Ci siamo, sei entrato nel mood di acquisto di una e-bike pieghevole ed ora vorresti avere qualche dettaglio in più. Del tipo, quanto pesa, quali materiali monta solitamente, che autonomia ha la batteria, come si apre e si piega. A noi di GreenStyle l’onore di rispondere alle domande frequenti.

La batteria della e-bike pieghevole

Le e-bike usano batterie ricaricabili agli ioni di litio, le stesse delle auto elettriche ma più piccole, in modo da non aumentare troppo il peso del mezzo. In genere la batteria è collocata sul tubo trasversale della bici, dove è facile accedere per una rimozione o riparazione.

Ma a volte la si può trovare ad altezza del reggisella, o ad un portapacchi posteriore. Per quanto riguarda i tempi di ricarica, di solito si va dalle 3 alle 6 ore, se è totalmente scarica.

Non è necessario ricaricare la batteria solo quando è completamente esaurita, il che significa poterla mettere sotto carica anche prima. A livello di autonomia, la media dei modelli presenti sul mercato garantisce circa 35-50 chilometri, ma alcuni più performanti riescono a migliorare la soglia.

Se ti stai chiedendo quanto consumo energetico prevede una carica, la risposta dipende dalla capacità della batteria in questione. In genere, tra gli 0,4 e gli 0,8 Kw.

Il peso di una e-bike folding

Non sono leggere come bici normali, ma sono comunque più light delle varianti non pieghevoli, sicché le e-bike folding hanno pesi variabili. Ci sono modelli molto contenuti nelle misure, che partono dai 13-15 chili, per arrivare a mezzi di 18-20Kg. La maggior parte del peso è data da batteria e motore.

Il motore e le componenti

Le bici elettriche pieghevoli hanno il motore alloggiato su mozzo anteriore o posteriore, ma può anche essere tra i pedali. Come detto, la potenza massima di questo non può superare, per legge, i 250 Watt.

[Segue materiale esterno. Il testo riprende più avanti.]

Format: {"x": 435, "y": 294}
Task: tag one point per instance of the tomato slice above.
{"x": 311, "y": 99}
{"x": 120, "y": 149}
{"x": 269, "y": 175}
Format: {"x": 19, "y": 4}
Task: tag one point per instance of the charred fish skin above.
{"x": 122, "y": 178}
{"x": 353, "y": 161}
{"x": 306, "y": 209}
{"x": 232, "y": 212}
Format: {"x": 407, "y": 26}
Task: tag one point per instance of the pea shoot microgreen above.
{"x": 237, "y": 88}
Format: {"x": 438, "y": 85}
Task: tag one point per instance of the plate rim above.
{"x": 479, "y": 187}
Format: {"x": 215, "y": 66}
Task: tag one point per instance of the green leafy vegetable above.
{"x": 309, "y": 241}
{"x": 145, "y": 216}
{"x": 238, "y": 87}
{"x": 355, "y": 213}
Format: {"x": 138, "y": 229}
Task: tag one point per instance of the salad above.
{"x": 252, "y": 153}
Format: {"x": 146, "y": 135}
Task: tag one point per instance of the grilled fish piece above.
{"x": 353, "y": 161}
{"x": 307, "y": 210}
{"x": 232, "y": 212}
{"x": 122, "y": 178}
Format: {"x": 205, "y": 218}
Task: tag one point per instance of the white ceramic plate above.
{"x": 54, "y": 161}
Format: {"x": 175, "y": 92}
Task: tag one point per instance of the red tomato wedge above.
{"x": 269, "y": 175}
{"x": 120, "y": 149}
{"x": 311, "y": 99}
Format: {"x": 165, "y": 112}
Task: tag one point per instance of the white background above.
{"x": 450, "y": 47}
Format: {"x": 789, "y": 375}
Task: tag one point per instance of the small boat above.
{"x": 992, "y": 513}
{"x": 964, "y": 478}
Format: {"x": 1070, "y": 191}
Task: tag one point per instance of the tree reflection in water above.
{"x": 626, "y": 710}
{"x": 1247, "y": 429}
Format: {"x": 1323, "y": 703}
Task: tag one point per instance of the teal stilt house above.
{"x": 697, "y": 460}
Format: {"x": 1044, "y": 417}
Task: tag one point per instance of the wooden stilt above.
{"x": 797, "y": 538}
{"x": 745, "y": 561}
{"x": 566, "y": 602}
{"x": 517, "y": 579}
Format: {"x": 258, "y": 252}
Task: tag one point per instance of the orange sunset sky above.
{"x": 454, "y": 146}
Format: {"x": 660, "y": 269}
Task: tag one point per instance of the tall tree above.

Come detto, i materiali di cui sono fatte le bici elettriche è vario, ma soprattutto per i modelli pieghevoli le aziende produttrici cercano di puntare sulla leggerezza. Si parte dal classico alluminio, più economico, per arrivare alla fibra di carbonio e titanio, che sono più leggeri per il telaio, ma anche meno a buon mercato.

Il costo medio di una e-bike pieghevole

Non sono economiche, lo abbiamo già detto, ma le bici elettriche pieghevoli di certo possono essere un acquisto che si ammortizza nel tempo. In commercio possiamo trovare modelli che partono da circa 300 euro, fino a veicoli più accessoriati e performanti, che raggiungono e superano i 1000.

Se pensiamo che ci sono anche bici elettriche da oltre 10mila euro, capiamo quanto il mercato sia fiorente in tal senso. La speranza è che, come è accaduto per le auto elettriche, in principio fuori budget per molti, i prezzi si abbassino per l’aumento della concorrenza.

In più, in Italia va sempre tenuto sotto controllo il cosiddetto bonus mobilità, che permette incentivi per l’acquisto di monopattini e bici elettriche.